Les députés de gauche ont aussi mené la charge contre l'extension au-delà du BTP du contrat de chantier, à mi-chemin entre CDI et intérim, dénonçant notamment "une vieille revendication du Medef".

Le communiste Pierre Dharréville y a vu l'ouverture accrue de la "trappe de la précarité", tandis que l'Insoumis Eric Coquerel a dit ne pas comprendre "ce qu'il y avait d'indéterminé" dans ce contrat.

Au nom des députés Nouvelle Gauche, Boris Vallaud a repris une formule de l'ex-ministre PS Jean Auroux sur le risque d'un "retour des tâcherons".

Quant au FN Ludovic Pajot, il s'est aussi opposé à un "contrat de mercenariat" qui "pourrait faire entrer la France dans le règne du salariat jetable".

- "Un monde qui change" -

Cherchant visiblement à rassurer, le rapporteur Laurent Pietraszewski (REM) a mis en avant "une possibilité qui est offerte" alors que "le monde change", ce qui "ne veut pas dire que tout disparaît".

La ministre a souligné que ces contrats étaient bien des CDI, estimant que "de façon très mesurée et très encadrée", ils pourraient "permettre à des intérimaires et à des CDD de sortir de la précarité".

Le LR Gilles Lurton a jugé pour sa part que l'article 3 donnerait "plus de souplesse aux recrutements, donc plus d'emplois", Aurélien Taché (REM) rappelant, lui, le haut niveau de chômage et affirmant qu'il était "temps de changer de méthode".

Alors que plusieurs députés Insoumis étaient restés débattre dans l'hémicycle, Jean-Luc Mélenchon s'est éclipsé momentanément pour participer à un rassemblement place de la République à Paris contre une "casse du code du travail".

"Je vous appelle à une forme d'insurrection morale" contre un "coup d'Etat social", a-t-il lancé à des militants estimés au nombre de 4.000 par les organisateurs.

Sa formation avait appelé à des rassemblements partout en France contre le texte. Ils étaient notamment entre 300 et 1.000 à Toulouse (police et organisateurs), 300 à Montpellier (police) ou encore environ 200 à Lille.

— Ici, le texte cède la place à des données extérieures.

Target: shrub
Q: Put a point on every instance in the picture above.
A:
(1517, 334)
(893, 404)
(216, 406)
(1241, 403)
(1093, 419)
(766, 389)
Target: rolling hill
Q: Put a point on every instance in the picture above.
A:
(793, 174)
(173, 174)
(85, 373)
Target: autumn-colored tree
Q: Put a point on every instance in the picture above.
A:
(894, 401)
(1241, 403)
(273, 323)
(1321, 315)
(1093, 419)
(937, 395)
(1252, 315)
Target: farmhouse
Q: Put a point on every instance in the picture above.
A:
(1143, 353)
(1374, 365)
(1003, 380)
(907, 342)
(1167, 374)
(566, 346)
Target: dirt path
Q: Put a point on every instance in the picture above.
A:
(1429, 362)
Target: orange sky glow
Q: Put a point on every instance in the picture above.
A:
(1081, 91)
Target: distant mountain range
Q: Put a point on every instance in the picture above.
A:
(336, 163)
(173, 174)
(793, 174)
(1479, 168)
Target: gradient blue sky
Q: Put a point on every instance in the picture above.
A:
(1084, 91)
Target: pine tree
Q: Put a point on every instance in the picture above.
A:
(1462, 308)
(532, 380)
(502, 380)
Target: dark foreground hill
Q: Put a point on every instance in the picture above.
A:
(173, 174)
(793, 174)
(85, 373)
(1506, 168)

Le vote sur l'ensemble du projet de loi aura lieu à l'issue des débats, sans doute jeudi soir, avant que le texte ne soit transmis au Sénat. Les ordonnances elles-mêmes, dont le contenu sera présenté fin août aux partenaires sociaux, devraient être examinées en septembre en Conseil des ministres.

Leur ratification sera ensuite soumise au Parlement, ce qui devrait engendrer une nouvelle bataille, alors que la CGT a déjà appelé à une journée d'action le 12 septembre.